An ode to the travelling book

5 Aug

Any book lover who also has itchy feet will tell you of at least one really great book they picked up in a backpacker hostel. Perhaps you have one of these stories: a mangy, dog-eared rag of a thing, it might have been the only English-language paperback you could get in exchange for your poorly chosen airport novel or half-finished 1000-page classic. It had a list of names or countries in the front – a record of a novel better travelled than you are. You’d vaguely heard of the author before, but not the title. You read it on an overnight bus that had the lights on for 9 hours and all the windows jammed open, leaving the passengers frozen and delirious by morning. And in that deeply profound way that only comes of accidental reads, it changed your life.
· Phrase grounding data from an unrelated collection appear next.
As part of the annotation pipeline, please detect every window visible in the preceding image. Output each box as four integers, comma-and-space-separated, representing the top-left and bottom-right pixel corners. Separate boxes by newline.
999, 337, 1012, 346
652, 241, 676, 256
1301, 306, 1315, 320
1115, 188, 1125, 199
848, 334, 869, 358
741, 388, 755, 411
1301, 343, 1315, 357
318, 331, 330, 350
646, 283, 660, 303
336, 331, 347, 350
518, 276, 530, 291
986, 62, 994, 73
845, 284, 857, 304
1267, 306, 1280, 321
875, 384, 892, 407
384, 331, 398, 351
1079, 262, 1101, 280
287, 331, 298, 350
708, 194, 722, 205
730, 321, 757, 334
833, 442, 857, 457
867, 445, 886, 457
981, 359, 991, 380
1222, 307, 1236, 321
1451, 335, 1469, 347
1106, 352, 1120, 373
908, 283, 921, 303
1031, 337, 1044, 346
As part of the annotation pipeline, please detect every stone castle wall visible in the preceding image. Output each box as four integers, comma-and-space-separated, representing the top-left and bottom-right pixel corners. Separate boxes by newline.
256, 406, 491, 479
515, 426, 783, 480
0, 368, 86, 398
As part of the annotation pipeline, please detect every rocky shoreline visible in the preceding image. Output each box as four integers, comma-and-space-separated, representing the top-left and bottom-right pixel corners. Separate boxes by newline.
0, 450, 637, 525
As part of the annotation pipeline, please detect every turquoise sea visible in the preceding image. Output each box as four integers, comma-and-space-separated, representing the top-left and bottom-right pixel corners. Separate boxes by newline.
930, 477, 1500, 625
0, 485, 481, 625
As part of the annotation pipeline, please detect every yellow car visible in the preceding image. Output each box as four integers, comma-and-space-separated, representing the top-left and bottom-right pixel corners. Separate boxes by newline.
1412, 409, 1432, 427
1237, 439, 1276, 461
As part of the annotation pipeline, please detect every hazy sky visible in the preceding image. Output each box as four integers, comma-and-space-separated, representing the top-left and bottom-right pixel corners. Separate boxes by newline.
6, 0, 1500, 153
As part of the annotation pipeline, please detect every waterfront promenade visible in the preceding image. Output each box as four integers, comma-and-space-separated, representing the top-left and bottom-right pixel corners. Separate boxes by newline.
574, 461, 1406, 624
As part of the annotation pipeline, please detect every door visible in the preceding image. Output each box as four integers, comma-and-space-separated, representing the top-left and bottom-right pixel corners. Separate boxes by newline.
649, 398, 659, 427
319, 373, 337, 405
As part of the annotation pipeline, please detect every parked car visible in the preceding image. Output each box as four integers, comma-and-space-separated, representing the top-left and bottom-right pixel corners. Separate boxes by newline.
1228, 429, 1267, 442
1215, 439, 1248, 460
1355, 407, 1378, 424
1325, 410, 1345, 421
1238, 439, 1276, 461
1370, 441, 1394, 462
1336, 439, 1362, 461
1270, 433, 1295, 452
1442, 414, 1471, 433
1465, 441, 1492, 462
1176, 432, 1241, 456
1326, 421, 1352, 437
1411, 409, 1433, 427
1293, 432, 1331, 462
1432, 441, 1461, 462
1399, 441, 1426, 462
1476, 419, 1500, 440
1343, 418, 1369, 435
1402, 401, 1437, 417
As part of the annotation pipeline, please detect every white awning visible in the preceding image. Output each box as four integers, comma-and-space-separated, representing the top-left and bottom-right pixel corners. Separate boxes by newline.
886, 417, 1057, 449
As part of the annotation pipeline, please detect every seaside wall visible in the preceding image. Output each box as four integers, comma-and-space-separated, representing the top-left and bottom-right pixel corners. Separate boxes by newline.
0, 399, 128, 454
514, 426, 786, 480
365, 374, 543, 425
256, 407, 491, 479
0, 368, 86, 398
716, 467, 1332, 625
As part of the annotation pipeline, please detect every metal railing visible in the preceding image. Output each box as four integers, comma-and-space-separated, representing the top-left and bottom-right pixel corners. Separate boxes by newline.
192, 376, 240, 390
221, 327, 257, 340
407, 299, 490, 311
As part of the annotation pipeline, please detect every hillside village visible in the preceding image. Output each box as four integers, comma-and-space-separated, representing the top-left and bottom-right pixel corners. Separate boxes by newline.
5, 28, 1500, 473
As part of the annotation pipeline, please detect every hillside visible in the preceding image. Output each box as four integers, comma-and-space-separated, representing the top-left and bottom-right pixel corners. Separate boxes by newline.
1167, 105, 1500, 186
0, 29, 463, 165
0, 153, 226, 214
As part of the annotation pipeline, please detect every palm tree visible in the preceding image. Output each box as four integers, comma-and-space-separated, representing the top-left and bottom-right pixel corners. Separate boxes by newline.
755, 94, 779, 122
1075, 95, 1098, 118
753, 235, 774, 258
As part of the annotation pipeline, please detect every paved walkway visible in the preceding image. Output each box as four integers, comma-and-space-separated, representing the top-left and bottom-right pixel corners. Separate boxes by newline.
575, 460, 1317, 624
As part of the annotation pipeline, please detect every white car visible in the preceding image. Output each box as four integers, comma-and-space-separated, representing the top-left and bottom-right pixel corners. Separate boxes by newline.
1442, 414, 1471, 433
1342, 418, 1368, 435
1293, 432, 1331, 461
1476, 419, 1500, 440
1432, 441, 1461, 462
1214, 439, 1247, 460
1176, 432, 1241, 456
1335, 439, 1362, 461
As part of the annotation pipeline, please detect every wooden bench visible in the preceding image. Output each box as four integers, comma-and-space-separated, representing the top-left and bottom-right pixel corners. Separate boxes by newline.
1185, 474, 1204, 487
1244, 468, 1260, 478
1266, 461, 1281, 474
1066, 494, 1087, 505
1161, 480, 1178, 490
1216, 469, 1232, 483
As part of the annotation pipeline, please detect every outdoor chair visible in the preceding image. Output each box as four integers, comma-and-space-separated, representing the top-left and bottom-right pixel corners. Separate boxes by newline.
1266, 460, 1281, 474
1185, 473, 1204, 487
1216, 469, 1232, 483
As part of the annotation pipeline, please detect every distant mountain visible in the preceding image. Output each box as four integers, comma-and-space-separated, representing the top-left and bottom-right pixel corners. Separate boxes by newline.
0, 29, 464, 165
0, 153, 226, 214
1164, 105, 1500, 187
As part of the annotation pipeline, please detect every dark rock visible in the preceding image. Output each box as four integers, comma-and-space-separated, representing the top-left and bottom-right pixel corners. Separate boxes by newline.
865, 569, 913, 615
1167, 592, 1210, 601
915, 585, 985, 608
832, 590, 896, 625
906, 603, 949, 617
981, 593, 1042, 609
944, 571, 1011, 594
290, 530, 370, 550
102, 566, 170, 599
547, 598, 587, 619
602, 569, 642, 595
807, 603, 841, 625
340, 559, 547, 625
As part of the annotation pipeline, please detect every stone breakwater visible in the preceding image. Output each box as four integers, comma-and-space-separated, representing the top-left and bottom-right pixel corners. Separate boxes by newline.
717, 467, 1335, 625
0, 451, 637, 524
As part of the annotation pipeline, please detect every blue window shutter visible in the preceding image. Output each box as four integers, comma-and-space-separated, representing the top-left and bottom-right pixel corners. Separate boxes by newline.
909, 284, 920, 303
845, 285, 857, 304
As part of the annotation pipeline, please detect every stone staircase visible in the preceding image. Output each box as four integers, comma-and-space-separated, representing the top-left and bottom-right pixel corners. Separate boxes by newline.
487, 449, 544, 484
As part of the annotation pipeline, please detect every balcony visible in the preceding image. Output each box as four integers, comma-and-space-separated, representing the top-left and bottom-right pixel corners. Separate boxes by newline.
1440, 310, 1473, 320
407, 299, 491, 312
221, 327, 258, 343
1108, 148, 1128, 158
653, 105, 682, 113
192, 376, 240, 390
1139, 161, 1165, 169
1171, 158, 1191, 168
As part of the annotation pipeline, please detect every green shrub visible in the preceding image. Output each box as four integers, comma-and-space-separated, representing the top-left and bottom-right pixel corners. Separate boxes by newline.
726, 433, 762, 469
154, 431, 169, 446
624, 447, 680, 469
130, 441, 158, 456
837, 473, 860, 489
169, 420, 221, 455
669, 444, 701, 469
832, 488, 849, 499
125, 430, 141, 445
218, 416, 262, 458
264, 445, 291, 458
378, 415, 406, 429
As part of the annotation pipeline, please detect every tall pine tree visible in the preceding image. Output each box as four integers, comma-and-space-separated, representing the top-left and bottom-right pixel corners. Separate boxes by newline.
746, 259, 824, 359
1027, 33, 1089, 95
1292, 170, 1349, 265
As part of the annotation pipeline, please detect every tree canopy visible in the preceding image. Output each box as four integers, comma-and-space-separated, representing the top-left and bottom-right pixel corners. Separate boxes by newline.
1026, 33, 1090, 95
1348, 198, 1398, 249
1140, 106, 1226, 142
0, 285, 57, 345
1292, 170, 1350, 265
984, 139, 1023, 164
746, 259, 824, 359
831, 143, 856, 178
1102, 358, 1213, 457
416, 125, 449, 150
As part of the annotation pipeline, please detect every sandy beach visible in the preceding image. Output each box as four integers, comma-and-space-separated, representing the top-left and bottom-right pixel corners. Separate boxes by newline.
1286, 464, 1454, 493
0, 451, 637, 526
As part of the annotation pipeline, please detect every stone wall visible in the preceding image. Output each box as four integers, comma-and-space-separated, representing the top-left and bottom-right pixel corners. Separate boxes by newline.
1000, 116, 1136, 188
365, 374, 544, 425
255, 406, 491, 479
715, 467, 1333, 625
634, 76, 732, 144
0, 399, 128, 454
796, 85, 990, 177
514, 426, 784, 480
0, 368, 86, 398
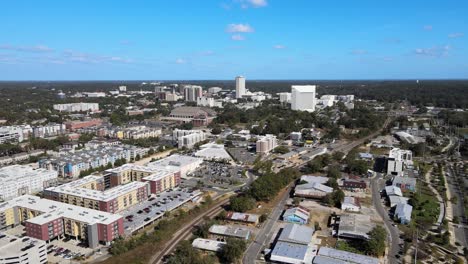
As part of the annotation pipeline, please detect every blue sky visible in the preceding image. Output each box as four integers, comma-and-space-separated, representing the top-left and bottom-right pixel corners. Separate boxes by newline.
0, 0, 467, 80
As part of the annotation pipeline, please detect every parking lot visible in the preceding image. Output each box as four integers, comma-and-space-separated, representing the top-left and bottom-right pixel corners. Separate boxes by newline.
187, 162, 248, 190
120, 188, 202, 235
227, 147, 258, 165
46, 238, 96, 263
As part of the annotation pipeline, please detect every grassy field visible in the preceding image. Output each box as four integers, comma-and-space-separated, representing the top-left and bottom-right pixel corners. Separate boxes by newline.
411, 182, 440, 229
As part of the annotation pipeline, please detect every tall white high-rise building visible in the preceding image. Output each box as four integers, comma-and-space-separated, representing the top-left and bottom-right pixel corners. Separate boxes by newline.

I had one of these. It was Atlas Shrugged, and the deep sense of unease it gave me set me off on a new pattern of politicisation that would have made Ayn Rand turn in her grave (although I’m not sure how much more uncomfortable she could get, burning in hell). I stole my disgusting copy from a hostel in Varanassi, India, in a minor act of vengeance against a manager who overcharged me. Later, reading it on a train in Delhi, it got me into a great conversation with a young Kashmiri woman who had read it four times and was angry about things I didn’t even understand.

Book exchanges in hostels are a connection to your fellow travellers, a connection to the countries they’ve been to, and a ramshackle, global library reliant on serendipity and other people’s unreliable taste.

But they are dying out.

This trip, I’ve noticed just how many e-readers are out there. On planes, buses, trains – my fellow gringo backpackers are more likely to be reading from a kindle than a diseased-looking penguin classic. Along with every other institution connected to the printed book, hostel book exchanges are disappearing, and with them, the travelling book.

This is a moment that shouldn’t pass without some recognition, a moment of mourning. Here in my hostel tonight I’ll take off my figurative cap, bow my head and spare a quiet minute’s silence, to ponder all those great books, read, swapped and re-read.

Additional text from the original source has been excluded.